Architecture¶
Overview¶
modern-yolonas follows the standard YOLO-NAS architecture:
Input (3, 640, 640)
│
▼
Backbone (YoloNASBackbone)
├── Stem: Conv 3→48
├── Stage1: QARepVGG ↓2 → CSP → 96ch
├── Stage2: QARepVGG ↓2 → CSP → 192ch
├── Stage3: QARepVGG ↓2 → CSP → 384ch
├── Stage4: QARepVGG ↓2 → CSP → 768ch
└── SPP: Spatial Pyramid Pooling → 768ch
│
│ outputs: [c2(96), c3(192), c4(384), c5(768)]
▼
Neck (YoloNASPANNeckWithC2)
├── neck1 (up): [c5, c4, c3] → upsample + concat + CSP
├── neck2 (up): [n1, c3, c2] → upsample + concat + CSP → p3
├── neck3 (down): [p3, n2_inter] → downsample + concat + CSP → p4
└── neck4 (down): [p4, n1_inter] → downsample + concat + CSP → p5
│
│ outputs: [p3, p4, p5]
▼
Heads (NDFLHeads)
├── head1: p3 → cls(80) + reg(4×17) @ stride 8
├── head2: p4 → cls(80) + reg(4×17) @ stride 16
└── head3: p5 → cls(80) + reg(4×17) @ stride 32
│
▼
Output: [B, 8400, 4] bboxes + [B, 8400, 80] scores
Key components¶
QARepVGGBlock¶
The fundamental building block. During training it maintains three branches (3x3 conv+BN, 1x1 conv, identity) that are fused into a single convolution for inference. This enables quantization-aware training while keeping inference fast.
DFL Heads¶
Uses Distribution Focal Loss with reg_max=16 — predicts a discrete
probability distribution over 17 offset bins per box edge, then reduces via
softmax + linear projection. This gives more precise box regression than
direct coordinate prediction.
State dict compatibility¶
All attribute names (backbone.stem, neck.neck1, heads.head1, etc.)

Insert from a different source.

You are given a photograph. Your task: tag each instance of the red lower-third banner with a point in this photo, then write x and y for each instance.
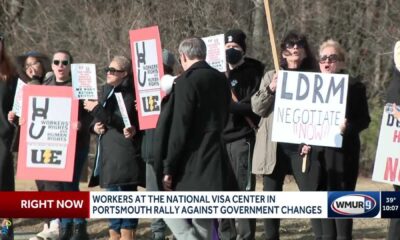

exactly match the super-gradients module hierarchy, so pretrained checkpoints
load directly with only DDP/EMA prefix stripping.
Variants¶
| Variant | concat_intermediates |
Head width_mult |
Params |
|---|---|---|---|
| S | False everywhere | 0.5 | ~12M |
| M | True in stages 1-3 | 0.75 | ~31M |
| L | True everywhere | 1.0 | ~44M |